Alison: From the financing side, we tend to think of good candidate programs as falling in a certain spot on a continuum. On one end are the really expensive populations—narrowly defined groups of people such as individuals experiencing homelessness—who need intensive intervention. On the other end are generally healthy people who need very light touch intervention. The marginal benefits derived from the latter intervention is small but more broadly applicable and far less expensive. A good example of this would be something like meal delivery or ridesharing. But those things don’t solve for a big chunk of the issues a person might have if they’re high need. When you do something like Family Focused Recovery, though, you are taking a population on that narrow end of the spectrum and you’re wrapping around them a comprehensive and expensive program. But you're able to derive significant impact from doing that. You can connect the dots between intervention and impact in a way that is much harder to do with some of the other intervention models that are less intensive and more broadly applicable to much larger populations.
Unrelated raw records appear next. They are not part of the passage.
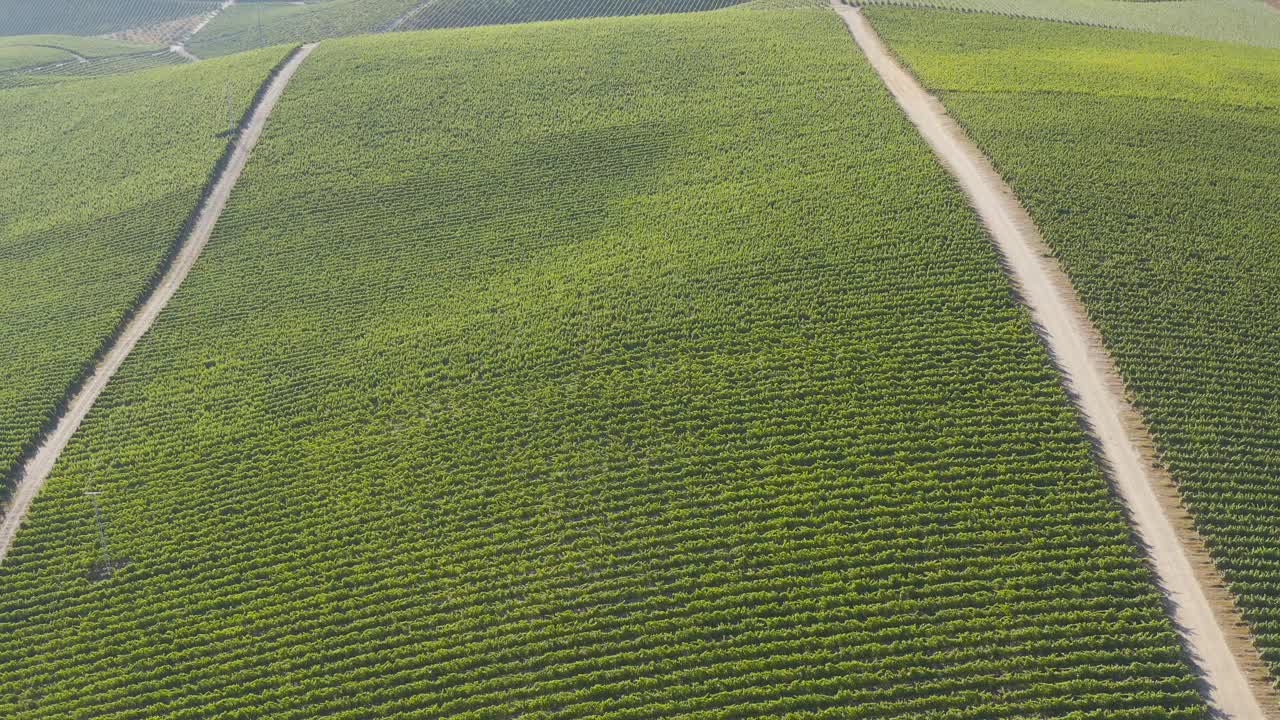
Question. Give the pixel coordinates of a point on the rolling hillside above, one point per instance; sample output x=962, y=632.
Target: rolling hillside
x=100, y=180
x=1151, y=167
x=1251, y=22
x=81, y=17
x=617, y=368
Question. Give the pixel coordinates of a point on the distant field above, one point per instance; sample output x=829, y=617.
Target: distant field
x=40, y=59
x=1152, y=165
x=618, y=368
x=259, y=24
x=14, y=57
x=99, y=180
x=464, y=13
x=83, y=17
x=1251, y=22
x=37, y=50
x=99, y=67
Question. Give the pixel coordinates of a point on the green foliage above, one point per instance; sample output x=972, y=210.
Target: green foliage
x=97, y=67
x=259, y=24
x=618, y=368
x=465, y=13
x=99, y=180
x=86, y=46
x=92, y=17
x=1251, y=22
x=13, y=57
x=62, y=58
x=1151, y=165
x=37, y=50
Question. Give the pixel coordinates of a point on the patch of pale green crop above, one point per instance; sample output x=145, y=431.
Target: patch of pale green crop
x=1151, y=167
x=616, y=368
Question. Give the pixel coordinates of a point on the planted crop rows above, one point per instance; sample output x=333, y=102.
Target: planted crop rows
x=99, y=180
x=83, y=17
x=1151, y=167
x=465, y=13
x=1234, y=21
x=620, y=368
x=260, y=24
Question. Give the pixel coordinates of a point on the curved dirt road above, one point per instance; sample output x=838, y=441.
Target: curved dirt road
x=36, y=469
x=1233, y=677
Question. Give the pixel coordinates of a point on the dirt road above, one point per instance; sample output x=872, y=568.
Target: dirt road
x=36, y=469
x=1233, y=677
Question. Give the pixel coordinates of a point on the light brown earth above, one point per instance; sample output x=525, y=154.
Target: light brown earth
x=159, y=33
x=1233, y=677
x=35, y=470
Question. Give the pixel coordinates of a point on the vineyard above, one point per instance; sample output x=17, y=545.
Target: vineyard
x=83, y=17
x=48, y=59
x=263, y=23
x=617, y=368
x=1235, y=21
x=465, y=13
x=83, y=229
x=1151, y=167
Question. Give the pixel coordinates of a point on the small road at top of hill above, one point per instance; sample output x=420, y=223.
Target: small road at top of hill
x=1233, y=678
x=35, y=470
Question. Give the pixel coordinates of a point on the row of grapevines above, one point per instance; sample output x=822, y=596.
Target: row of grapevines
x=618, y=368
x=1151, y=165
x=69, y=69
x=1235, y=21
x=100, y=178
x=92, y=17
x=260, y=24
x=466, y=13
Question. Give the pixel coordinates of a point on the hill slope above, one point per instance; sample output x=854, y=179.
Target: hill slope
x=629, y=368
x=100, y=178
x=1151, y=165
x=1251, y=22
x=85, y=17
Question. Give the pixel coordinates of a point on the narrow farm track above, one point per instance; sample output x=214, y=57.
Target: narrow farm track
x=1234, y=679
x=33, y=473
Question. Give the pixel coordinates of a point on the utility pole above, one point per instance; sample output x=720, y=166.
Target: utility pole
x=101, y=533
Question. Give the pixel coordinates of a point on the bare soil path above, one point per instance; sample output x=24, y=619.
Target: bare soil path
x=35, y=470
x=181, y=50
x=1233, y=678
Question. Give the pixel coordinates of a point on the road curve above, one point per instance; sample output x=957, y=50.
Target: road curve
x=33, y=473
x=1233, y=678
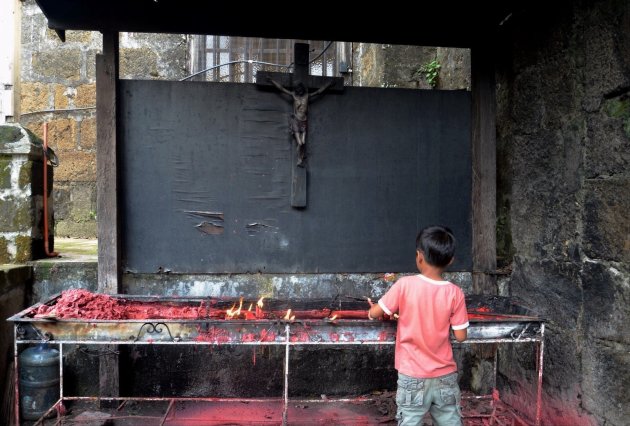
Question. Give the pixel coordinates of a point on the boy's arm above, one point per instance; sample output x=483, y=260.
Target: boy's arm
x=375, y=312
x=461, y=335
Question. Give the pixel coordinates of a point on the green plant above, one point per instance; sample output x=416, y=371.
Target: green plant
x=430, y=71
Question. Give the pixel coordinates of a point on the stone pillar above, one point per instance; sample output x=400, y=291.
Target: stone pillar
x=21, y=196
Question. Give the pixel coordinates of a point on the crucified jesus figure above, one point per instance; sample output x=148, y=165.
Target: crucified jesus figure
x=299, y=118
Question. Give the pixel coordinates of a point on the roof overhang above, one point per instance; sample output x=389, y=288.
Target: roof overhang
x=447, y=24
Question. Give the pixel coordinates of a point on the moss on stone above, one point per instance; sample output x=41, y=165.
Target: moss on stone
x=10, y=134
x=34, y=138
x=23, y=249
x=5, y=174
x=620, y=109
x=22, y=217
x=617, y=108
x=5, y=257
x=26, y=175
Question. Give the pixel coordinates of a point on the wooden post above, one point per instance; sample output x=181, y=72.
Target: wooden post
x=107, y=200
x=484, y=170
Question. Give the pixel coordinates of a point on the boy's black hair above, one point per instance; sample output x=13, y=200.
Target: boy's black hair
x=438, y=245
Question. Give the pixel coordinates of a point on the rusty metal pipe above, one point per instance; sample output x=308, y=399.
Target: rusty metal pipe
x=46, y=248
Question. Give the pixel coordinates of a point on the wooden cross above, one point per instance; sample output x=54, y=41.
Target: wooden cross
x=292, y=84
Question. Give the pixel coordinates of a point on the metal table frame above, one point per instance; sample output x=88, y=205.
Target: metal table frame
x=294, y=333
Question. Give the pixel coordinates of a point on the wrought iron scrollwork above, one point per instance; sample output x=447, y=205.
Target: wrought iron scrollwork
x=154, y=328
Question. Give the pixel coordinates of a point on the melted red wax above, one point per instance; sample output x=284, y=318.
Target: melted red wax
x=83, y=304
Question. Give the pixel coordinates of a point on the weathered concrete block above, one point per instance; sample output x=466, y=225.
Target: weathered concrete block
x=86, y=96
x=607, y=147
x=138, y=63
x=62, y=134
x=54, y=276
x=60, y=64
x=61, y=96
x=77, y=167
x=606, y=381
x=5, y=255
x=607, y=292
x=79, y=37
x=5, y=173
x=76, y=215
x=606, y=219
x=35, y=97
x=21, y=201
x=87, y=129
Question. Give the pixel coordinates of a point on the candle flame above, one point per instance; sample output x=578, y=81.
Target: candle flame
x=231, y=313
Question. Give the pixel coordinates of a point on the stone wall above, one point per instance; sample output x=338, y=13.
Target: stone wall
x=564, y=177
x=389, y=65
x=57, y=85
x=21, y=196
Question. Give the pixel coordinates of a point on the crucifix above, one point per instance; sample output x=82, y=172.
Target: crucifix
x=302, y=83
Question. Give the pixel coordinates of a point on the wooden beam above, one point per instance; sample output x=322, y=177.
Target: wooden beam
x=106, y=166
x=484, y=170
x=107, y=200
x=288, y=80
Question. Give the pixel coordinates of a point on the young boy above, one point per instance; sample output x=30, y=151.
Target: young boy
x=427, y=307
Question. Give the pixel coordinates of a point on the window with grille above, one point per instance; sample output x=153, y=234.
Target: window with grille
x=237, y=59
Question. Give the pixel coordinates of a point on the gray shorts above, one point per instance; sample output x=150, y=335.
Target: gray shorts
x=439, y=396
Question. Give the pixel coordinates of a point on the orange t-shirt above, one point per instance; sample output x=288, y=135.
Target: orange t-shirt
x=427, y=310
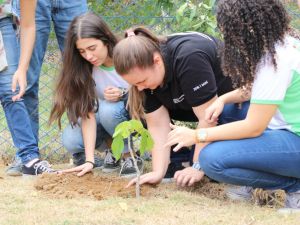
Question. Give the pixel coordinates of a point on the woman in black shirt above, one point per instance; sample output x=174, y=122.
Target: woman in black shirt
x=176, y=77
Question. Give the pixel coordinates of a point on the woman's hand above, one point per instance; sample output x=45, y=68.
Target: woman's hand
x=182, y=136
x=82, y=169
x=150, y=178
x=112, y=94
x=213, y=111
x=19, y=78
x=188, y=176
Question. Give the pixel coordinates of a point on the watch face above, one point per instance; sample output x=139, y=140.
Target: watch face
x=202, y=134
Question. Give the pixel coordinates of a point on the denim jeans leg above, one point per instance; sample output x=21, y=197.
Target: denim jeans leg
x=15, y=112
x=63, y=12
x=110, y=114
x=270, y=161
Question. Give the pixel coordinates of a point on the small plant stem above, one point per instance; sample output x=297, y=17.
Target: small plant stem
x=138, y=173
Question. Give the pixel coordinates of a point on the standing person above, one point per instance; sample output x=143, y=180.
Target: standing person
x=13, y=84
x=264, y=60
x=178, y=77
x=61, y=13
x=93, y=95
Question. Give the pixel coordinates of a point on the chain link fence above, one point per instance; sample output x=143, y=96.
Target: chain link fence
x=119, y=14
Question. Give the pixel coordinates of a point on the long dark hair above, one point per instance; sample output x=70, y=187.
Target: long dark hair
x=136, y=50
x=75, y=89
x=250, y=28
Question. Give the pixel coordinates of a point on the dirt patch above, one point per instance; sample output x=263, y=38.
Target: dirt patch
x=91, y=185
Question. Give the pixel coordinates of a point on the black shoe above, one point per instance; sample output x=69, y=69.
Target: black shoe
x=110, y=162
x=38, y=167
x=79, y=159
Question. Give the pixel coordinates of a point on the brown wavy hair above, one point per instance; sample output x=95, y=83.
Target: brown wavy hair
x=250, y=28
x=136, y=50
x=75, y=89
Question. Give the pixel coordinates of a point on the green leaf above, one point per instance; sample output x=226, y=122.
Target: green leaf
x=143, y=142
x=117, y=146
x=136, y=125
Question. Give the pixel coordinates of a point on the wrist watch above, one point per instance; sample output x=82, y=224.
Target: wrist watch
x=201, y=135
x=196, y=165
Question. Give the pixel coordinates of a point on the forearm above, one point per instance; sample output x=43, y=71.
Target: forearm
x=89, y=128
x=160, y=153
x=232, y=131
x=200, y=146
x=235, y=96
x=28, y=30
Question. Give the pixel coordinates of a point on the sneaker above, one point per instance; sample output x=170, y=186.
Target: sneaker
x=128, y=170
x=38, y=167
x=172, y=168
x=243, y=193
x=292, y=203
x=79, y=159
x=15, y=169
x=246, y=193
x=110, y=162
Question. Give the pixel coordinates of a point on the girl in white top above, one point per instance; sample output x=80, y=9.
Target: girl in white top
x=263, y=149
x=91, y=92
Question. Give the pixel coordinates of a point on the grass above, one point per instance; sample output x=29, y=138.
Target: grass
x=22, y=204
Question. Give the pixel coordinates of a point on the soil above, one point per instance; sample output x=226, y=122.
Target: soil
x=99, y=186
x=91, y=185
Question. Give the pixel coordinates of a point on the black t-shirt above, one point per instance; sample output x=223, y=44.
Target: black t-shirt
x=193, y=75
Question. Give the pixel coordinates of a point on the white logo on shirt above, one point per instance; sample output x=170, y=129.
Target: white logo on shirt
x=200, y=85
x=178, y=100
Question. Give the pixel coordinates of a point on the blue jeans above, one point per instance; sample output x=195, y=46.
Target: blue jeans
x=270, y=161
x=15, y=112
x=61, y=13
x=231, y=112
x=109, y=115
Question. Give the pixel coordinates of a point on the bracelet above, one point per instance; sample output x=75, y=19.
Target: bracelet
x=91, y=163
x=196, y=165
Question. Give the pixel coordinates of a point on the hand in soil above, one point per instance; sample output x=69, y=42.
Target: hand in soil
x=150, y=178
x=82, y=169
x=188, y=176
x=182, y=136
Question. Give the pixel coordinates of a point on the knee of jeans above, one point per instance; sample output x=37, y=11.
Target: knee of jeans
x=211, y=160
x=71, y=141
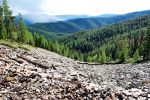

That’s a big reason why this model is a good candidate—because of where it falls on the spectrum.  

How can other stakeholders—such as impact investors—play a role in building CBO capacity and advancing health outcomes funds? 

Alison: Impact investors are able to assume some of the program performance and financial risk by deploying capital to outcomes that are important to multiple stakeholders. This in turn creates a market where capital is connected to prioritized outcomes. They’re doing what they do really well, which is taking on reasonable risk in a space where most people are highly risk averse. The health market is highly regulated and it’s very difficult to get people to think outside the box. But bringing in new payers and bigger dollars can help solve really big, thorny problems that have historically had much smaller bags of cash at their disposal. If we can start to create this virtuous cycle of demonstrating impact and returns, the sky is the limit on how much we could capitalize solutions that actually start to create meaningful reductions in some of the poor outcomes and big societal challenges we face. 

Abbie: Health plans are willing to take on risk but it’s helpful to have impact investors so we can focus on the payment innovation and other investment in partnerships versus just the funding sources. In the case of Family Focused Recovery, Humana Inc. is both an investor and a payer of outcomes. We wanted to put up the money to establish the fund and hope that others will want to join. These are big systems-level opportunities for change, so the more hands and minds on the issue the better.